Almost all of Entain’s net gaming revenue – at £1.59bn, up 28.4% from 2020 – was made online. After VAT, this total was £1.56bn.
Entain chief executive Jette-Nygaard Andersson – who was appointed to the role during the quarter after Shay Segev’s departure – said the business had continued its streak of double-digit online revenue growth, which she attributed to strong technology and a hard-working team.
“Entain’s platform continues to deliver,” she said. “The quality and diversification of our businesses has enabled us to deliver our 22nd consecutive quarter of double-digit online growth, while also making excellent progress on our strategic priorities.
“This performance is not only a result of our industry leading technology, but also the hard work and dedication of our talented teams of people around the world, and I would like to take this opportunity to thank them.”
Of the total revenue, £825.9m came from igaming, a 10.2% increase from what Entain noted was a “strong prior year comparative”. Entain said that growth in gaming would have been 28%, if not for Germany, where strict new regulations have impacted the operator’s ability to bring in revenue.
Meanwhile, £751.1m came from sports, up 55.4% thanks to the return of a full sporting calendar after major disruption in 2020. This sports betting revenue came on bets totalling £7.08bn, up 51.3%.
Entain noted that German sports betting revenue growth was more or less in line with other regions, as the strictest operating conditions had not come into force yet, but said because of the drop in gaming, total German online revenue was down 34% year-on-year.
Entain said that part of the reason for the decline was that while it followed the country’s new regulations as part of a transitional regime, other operators had not complied with the rules.
“In Germany, the market continues to digest the new regulatory regime and tax change,” it said. “The impact from these remains broadly in-line with our original estimates, albeit a different mix. Our slots and poker business has been operating in compliance with the tolerance policy that came into effect in phases from October 2020, however other operators have not been as compliant, creating an uneven market.
“We remain positive on the German market which we believe will return to growth once the licensing conditions have bedded in and we expect to be a leader in this market.”

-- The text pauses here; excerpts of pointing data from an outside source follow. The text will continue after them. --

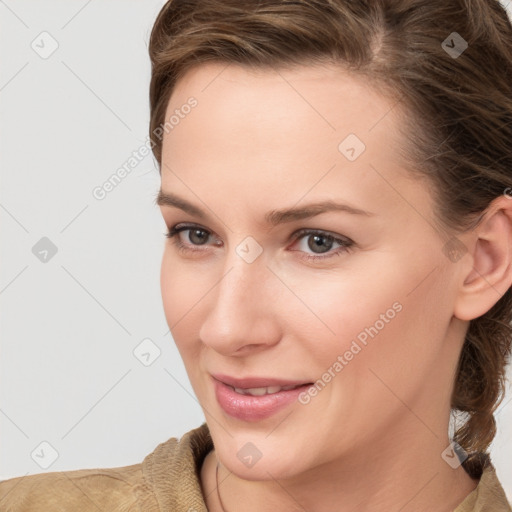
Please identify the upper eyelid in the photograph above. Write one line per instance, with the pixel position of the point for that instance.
(299, 233)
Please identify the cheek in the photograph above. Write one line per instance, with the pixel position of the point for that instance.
(181, 290)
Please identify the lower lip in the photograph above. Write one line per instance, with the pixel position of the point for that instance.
(254, 408)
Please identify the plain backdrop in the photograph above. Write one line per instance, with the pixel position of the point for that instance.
(79, 276)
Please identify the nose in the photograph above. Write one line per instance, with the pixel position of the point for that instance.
(242, 315)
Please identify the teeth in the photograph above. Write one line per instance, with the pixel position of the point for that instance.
(263, 391)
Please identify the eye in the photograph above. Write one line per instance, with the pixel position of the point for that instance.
(320, 242)
(197, 236)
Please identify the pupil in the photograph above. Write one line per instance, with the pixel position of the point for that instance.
(200, 239)
(317, 240)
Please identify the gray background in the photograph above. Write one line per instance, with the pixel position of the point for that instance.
(70, 321)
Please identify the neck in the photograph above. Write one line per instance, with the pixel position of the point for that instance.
(391, 475)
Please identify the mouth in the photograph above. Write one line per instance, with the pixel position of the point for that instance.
(258, 398)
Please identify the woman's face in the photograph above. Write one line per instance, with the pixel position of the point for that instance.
(356, 300)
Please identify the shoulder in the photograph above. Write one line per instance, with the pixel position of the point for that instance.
(164, 478)
(113, 489)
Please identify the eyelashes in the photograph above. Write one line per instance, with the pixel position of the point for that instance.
(313, 235)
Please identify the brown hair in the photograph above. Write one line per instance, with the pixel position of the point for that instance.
(457, 116)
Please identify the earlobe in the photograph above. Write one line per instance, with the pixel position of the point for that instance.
(490, 274)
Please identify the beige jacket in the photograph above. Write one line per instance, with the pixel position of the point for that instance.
(167, 480)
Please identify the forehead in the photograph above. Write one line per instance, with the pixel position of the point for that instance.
(284, 133)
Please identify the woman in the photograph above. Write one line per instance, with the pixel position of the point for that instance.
(335, 180)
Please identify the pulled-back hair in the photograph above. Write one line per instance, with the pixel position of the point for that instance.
(457, 105)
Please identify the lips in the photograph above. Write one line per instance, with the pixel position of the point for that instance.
(256, 398)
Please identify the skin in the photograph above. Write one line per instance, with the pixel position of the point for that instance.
(372, 438)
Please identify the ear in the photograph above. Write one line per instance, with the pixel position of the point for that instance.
(487, 274)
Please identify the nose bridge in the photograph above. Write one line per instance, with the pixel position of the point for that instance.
(241, 308)
(243, 283)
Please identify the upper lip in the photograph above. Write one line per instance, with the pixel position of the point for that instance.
(257, 382)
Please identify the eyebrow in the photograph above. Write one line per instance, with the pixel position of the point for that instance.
(273, 217)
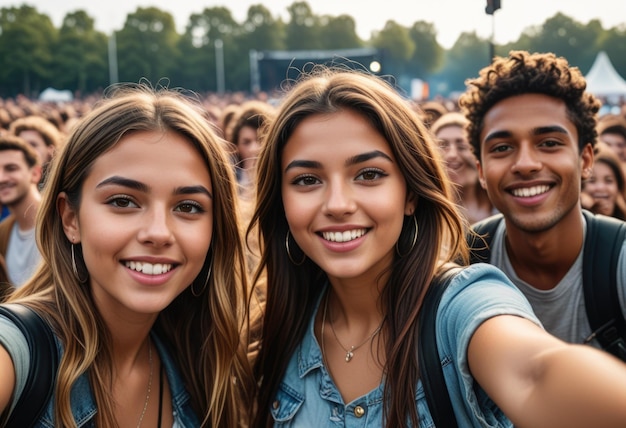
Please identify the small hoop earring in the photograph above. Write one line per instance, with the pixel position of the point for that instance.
(75, 268)
(289, 252)
(206, 282)
(412, 243)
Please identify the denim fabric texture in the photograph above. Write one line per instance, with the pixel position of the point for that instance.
(308, 397)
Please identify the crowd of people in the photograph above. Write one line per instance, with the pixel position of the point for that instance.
(264, 262)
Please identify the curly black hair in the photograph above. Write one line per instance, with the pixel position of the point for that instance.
(530, 73)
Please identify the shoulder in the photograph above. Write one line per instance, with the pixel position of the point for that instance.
(481, 291)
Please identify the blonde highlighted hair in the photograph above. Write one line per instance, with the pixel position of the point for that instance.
(202, 333)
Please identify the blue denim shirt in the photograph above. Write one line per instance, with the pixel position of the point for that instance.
(308, 397)
(84, 407)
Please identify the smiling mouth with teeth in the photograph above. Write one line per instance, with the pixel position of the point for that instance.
(527, 192)
(345, 236)
(149, 268)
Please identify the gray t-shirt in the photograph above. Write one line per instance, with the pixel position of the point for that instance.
(14, 341)
(561, 309)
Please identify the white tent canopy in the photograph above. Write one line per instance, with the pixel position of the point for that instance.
(603, 80)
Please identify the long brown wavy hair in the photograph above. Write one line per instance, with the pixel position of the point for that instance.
(202, 333)
(292, 291)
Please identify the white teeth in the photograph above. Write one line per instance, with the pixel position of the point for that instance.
(149, 268)
(346, 236)
(530, 191)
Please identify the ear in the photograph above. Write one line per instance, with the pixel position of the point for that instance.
(69, 218)
(410, 205)
(36, 173)
(481, 178)
(586, 162)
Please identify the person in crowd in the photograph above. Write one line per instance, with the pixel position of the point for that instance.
(42, 135)
(612, 132)
(532, 125)
(431, 111)
(449, 131)
(357, 216)
(604, 192)
(20, 173)
(143, 274)
(247, 123)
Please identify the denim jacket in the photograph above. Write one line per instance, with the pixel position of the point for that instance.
(307, 396)
(84, 407)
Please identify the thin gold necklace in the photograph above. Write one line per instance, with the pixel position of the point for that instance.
(145, 405)
(349, 351)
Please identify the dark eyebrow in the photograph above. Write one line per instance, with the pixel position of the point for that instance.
(136, 185)
(535, 131)
(303, 164)
(351, 161)
(192, 190)
(364, 157)
(124, 182)
(549, 130)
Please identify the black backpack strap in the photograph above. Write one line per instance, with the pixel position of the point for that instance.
(479, 242)
(431, 372)
(43, 365)
(603, 243)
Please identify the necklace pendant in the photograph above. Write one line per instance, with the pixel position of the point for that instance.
(349, 356)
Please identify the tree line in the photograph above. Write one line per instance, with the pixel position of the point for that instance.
(36, 55)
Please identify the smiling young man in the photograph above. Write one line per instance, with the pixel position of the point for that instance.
(20, 172)
(533, 128)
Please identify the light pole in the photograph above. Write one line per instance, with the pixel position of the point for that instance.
(113, 77)
(219, 65)
(492, 6)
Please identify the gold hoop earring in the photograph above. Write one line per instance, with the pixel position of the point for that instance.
(289, 252)
(412, 243)
(206, 282)
(75, 268)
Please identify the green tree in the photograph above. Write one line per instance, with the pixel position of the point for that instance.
(614, 43)
(464, 60)
(397, 48)
(339, 33)
(261, 31)
(147, 46)
(81, 55)
(427, 57)
(26, 40)
(211, 36)
(303, 29)
(568, 38)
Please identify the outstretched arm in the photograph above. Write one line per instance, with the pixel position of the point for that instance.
(7, 376)
(541, 381)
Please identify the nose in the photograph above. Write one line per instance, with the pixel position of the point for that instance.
(526, 161)
(156, 228)
(340, 199)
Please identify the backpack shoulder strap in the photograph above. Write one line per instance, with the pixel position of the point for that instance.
(603, 243)
(43, 365)
(479, 238)
(431, 373)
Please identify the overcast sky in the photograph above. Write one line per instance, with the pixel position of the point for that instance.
(450, 17)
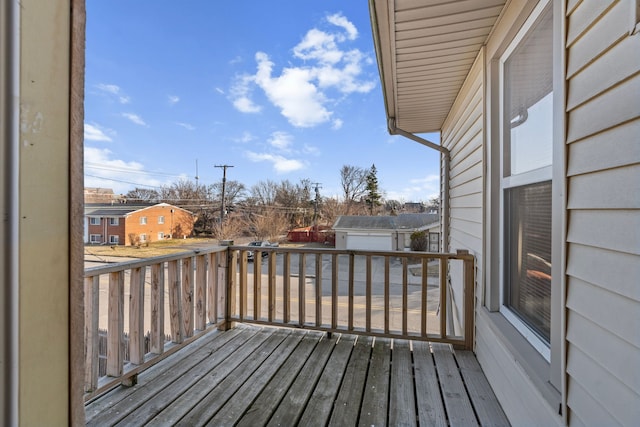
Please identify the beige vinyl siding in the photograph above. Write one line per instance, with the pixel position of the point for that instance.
(603, 215)
(462, 134)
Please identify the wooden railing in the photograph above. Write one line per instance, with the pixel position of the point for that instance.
(181, 295)
(393, 294)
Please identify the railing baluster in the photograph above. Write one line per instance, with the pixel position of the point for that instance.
(201, 293)
(443, 297)
(187, 296)
(136, 315)
(257, 285)
(272, 285)
(368, 294)
(212, 287)
(286, 286)
(387, 285)
(175, 302)
(157, 308)
(115, 330)
(405, 296)
(351, 285)
(243, 284)
(318, 289)
(302, 296)
(91, 319)
(423, 305)
(334, 291)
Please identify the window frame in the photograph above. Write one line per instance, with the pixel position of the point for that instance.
(506, 182)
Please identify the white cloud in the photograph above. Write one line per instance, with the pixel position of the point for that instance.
(281, 140)
(134, 118)
(94, 133)
(280, 163)
(293, 92)
(339, 20)
(114, 90)
(305, 93)
(187, 126)
(102, 170)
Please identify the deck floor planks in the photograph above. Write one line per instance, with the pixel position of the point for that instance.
(122, 401)
(346, 409)
(402, 409)
(195, 382)
(376, 393)
(276, 381)
(456, 401)
(429, 401)
(276, 376)
(483, 398)
(206, 408)
(320, 403)
(301, 382)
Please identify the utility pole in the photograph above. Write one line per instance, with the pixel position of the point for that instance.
(224, 180)
(317, 188)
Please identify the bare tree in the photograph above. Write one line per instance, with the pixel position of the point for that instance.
(354, 184)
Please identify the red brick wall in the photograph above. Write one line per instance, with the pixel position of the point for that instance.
(182, 223)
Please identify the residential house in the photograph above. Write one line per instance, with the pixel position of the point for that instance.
(556, 330)
(384, 233)
(538, 108)
(123, 224)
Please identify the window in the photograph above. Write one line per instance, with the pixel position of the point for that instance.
(525, 180)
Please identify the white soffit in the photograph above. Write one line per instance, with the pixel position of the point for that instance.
(425, 49)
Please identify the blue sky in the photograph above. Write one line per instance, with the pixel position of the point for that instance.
(278, 89)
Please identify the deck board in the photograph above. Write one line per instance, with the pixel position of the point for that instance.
(250, 376)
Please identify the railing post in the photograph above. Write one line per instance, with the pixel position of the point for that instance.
(469, 298)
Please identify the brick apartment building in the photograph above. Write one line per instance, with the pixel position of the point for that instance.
(122, 224)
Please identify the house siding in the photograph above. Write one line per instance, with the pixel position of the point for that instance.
(462, 135)
(603, 215)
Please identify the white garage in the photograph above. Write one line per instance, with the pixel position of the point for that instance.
(369, 241)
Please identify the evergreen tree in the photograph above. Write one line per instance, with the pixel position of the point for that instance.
(373, 196)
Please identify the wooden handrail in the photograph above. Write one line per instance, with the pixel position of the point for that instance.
(361, 292)
(341, 296)
(196, 286)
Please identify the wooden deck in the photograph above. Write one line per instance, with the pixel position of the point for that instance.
(252, 376)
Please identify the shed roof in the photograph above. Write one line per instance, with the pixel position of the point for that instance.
(425, 49)
(397, 222)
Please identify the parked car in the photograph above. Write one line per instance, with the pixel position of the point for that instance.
(259, 244)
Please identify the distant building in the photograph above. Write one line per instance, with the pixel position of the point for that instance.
(385, 233)
(122, 224)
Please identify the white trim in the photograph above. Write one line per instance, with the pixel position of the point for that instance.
(536, 175)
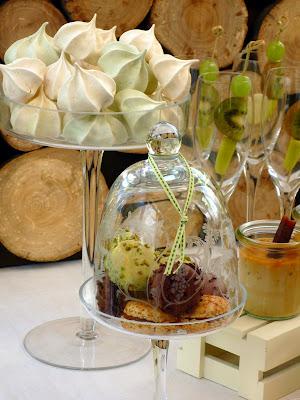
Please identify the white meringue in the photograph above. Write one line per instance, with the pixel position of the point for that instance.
(38, 45)
(140, 112)
(86, 91)
(143, 40)
(56, 75)
(126, 65)
(80, 40)
(173, 75)
(102, 130)
(106, 35)
(41, 120)
(22, 78)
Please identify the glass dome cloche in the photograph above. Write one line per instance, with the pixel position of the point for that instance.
(166, 256)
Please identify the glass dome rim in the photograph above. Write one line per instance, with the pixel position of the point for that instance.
(103, 315)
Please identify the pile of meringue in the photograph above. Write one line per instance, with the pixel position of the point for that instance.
(87, 87)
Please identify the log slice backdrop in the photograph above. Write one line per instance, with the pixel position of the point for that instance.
(125, 14)
(184, 27)
(20, 18)
(41, 204)
(18, 144)
(290, 36)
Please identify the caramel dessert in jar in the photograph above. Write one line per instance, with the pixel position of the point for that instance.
(270, 271)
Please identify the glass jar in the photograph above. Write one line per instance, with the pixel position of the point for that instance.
(269, 271)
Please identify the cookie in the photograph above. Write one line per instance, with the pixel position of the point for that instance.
(209, 306)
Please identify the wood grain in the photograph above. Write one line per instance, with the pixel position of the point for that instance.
(290, 36)
(186, 29)
(18, 144)
(41, 204)
(20, 18)
(125, 14)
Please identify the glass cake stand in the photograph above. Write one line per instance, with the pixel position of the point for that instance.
(77, 343)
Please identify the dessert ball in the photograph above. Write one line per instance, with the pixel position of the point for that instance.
(178, 292)
(129, 263)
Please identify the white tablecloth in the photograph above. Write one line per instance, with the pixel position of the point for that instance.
(32, 295)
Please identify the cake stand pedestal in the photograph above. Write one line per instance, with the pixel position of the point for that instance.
(78, 343)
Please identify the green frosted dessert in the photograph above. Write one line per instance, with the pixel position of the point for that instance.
(129, 262)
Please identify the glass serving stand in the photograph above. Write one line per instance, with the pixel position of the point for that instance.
(166, 254)
(77, 343)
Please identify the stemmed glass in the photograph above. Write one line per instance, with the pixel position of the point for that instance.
(137, 288)
(77, 343)
(281, 132)
(222, 130)
(256, 156)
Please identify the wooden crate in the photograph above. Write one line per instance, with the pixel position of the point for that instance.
(259, 359)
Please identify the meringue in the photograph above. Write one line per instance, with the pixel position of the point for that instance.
(126, 65)
(103, 130)
(56, 75)
(42, 119)
(81, 40)
(173, 75)
(86, 91)
(143, 40)
(38, 45)
(106, 35)
(141, 112)
(22, 78)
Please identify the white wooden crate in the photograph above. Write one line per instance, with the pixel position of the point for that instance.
(259, 359)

While most other territories, such as the UK, Italy and Georgia experienced growth, the international Partypoker saw revenue decline 11%, mostly due to exceptionally high levels of poker activity in H1 of 2020.
Entain’s retail operations – mostly from its Ladbrokes Coral UK arm – saw revenue drop 46.3% to £191.3m, due mostly to betting shops being closed for most of the period in lockdowns.
Retail sports betting brought in £99.5m, down 55.1%, as bets were halved to £527.3m. Gaming machine revenue meanwhile was down 31.8% to £91.8m.
“Since the release from tier 3 style restrictions in the UK, we have seen volumes return to levels around 90% of pre-pandemic levels,” Entain said. “Machines have performed particularly well whilst sports continues to recover steadily from the extended period of shop closures.”
Entain’s other operations brought in £15.5m, up 21.6%. The operator paid costs of sales of £630.7m, for gross profit of £1.14bn, up 10.0%.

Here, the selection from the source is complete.